Wszyscy byliśmy tak oczarowani, że już mróz nam nie przeszkadzał.

Zanim odjechaliśmy z tego miejsca, organizator zadbał jednak jeszcze o potrzeby ciała uczestników, przed wejściem do autobusu każdy otrzymał kubek gorącej czekolady + herbatniki.

Zbliżała się północ. W dalszym programie był kolejny punkt postojowy, w innej części wyspy - Finnvik - żeby zobaczyć zorzę w innej scenerii, na wzniesieniu. Po ciemku za dobrze nie widziałam, ale chyba to była szeroka przełęcz, takie siodło między górami, z otwartą przestrzenią w dół i widocznymi tam w oddali jakimiś światełkami zabudowań. Już przez cały czas dojścia od parkingu było tu widać już smugę poświaty zorzy na niebie.

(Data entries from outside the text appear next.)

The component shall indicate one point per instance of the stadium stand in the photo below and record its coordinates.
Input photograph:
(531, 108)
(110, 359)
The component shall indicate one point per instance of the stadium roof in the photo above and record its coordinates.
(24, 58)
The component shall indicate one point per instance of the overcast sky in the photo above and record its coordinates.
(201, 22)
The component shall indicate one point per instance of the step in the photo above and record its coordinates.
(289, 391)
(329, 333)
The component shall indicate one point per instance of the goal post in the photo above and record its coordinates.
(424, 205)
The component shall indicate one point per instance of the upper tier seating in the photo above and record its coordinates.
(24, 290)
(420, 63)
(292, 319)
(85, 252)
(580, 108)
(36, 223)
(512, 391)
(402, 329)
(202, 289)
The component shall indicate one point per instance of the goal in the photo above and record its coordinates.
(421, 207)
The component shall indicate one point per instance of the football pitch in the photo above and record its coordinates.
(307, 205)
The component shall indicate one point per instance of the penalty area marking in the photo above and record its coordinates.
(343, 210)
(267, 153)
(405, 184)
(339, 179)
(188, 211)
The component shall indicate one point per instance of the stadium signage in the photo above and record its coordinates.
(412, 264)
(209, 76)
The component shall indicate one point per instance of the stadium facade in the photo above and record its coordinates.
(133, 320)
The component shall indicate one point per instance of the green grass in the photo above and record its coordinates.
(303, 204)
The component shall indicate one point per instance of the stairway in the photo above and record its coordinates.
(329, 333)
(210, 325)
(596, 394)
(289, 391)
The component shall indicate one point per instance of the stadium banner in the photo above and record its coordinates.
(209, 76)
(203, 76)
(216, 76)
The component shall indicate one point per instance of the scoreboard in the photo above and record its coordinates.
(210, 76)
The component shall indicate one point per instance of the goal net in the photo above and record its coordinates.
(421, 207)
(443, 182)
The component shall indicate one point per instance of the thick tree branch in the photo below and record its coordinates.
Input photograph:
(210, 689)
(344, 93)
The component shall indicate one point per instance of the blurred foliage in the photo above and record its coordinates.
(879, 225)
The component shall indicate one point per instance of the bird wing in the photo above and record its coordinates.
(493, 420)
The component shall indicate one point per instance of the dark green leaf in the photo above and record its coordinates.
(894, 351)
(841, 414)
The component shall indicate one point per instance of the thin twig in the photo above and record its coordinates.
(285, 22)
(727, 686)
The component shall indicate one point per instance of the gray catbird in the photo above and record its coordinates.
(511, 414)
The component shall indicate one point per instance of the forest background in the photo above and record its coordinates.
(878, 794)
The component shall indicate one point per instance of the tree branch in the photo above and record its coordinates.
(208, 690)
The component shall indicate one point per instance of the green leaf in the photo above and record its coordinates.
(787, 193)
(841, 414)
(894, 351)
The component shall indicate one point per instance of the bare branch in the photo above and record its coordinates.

Tyle blasku, przemieszczającego się po niebie, pośród iskierek gwiazd, coś wspaniałego! Stoimy, wpatrujemy się, szyje nas już bolą od tego ciągłego wyginania głowy na wszystkie strony... Widzę, że Francesco stoi bezczynnie, wiec podchodzę do niego i pytam, czy gdy zorza będzie wystarczająco mocna możemy (razem z Mamą) stanąć do zdjęcia. A on mi na to, że jest wystarczająco silna. Zdziwiłam się trochę, bo na moje oko była raczej blada, ale skoro fachowiec mówi, że jest ok., no to ok., idziemy pod obiektyw. Szef mierzy światło, ustawia co trzeba, robi nam zdjęcie, a tu - nagle - robi się jasno jak w dzień! Zorza rozbłysła jak wybuch wulkanu, zalała blaskiem całą okolicę. Nie wiem, czy ta noc była wyjątkowa - dla nas na pewno tak! Niebo dało czadu!!! Zorza jest tak oszałamiająco spektakularna, że żadne słowa ani tym bardziej żadne zdjęcia, nawet te najbardziej profesjonalne (nie mówiąc już o amatorskich!) nie oddają tego, co oczy widzą... Doskonałe technicznie zdjęcia pokazują jedynie mikro wycinek zorzy, ogarniającej cały nieboskłon. Tego nie jest w stanie objąć żaden obiektyw. Mega wrażenie :-) Wystarczy stać i patrzeć, a najlepiej, położyć się na śniegu, by widzieć większy obszar nieba na raz... Słowa nie opiszą, zdjęcia nie utrwalą, na szczęście ludzki mózg daje radę zapisać w pokładach tych najtrwalszych, najcenniejszych zasobów śladów pamięciowych. Mam nadzieję, że i z mojej osobistej pamięci ten spektakl się nie wykasuje!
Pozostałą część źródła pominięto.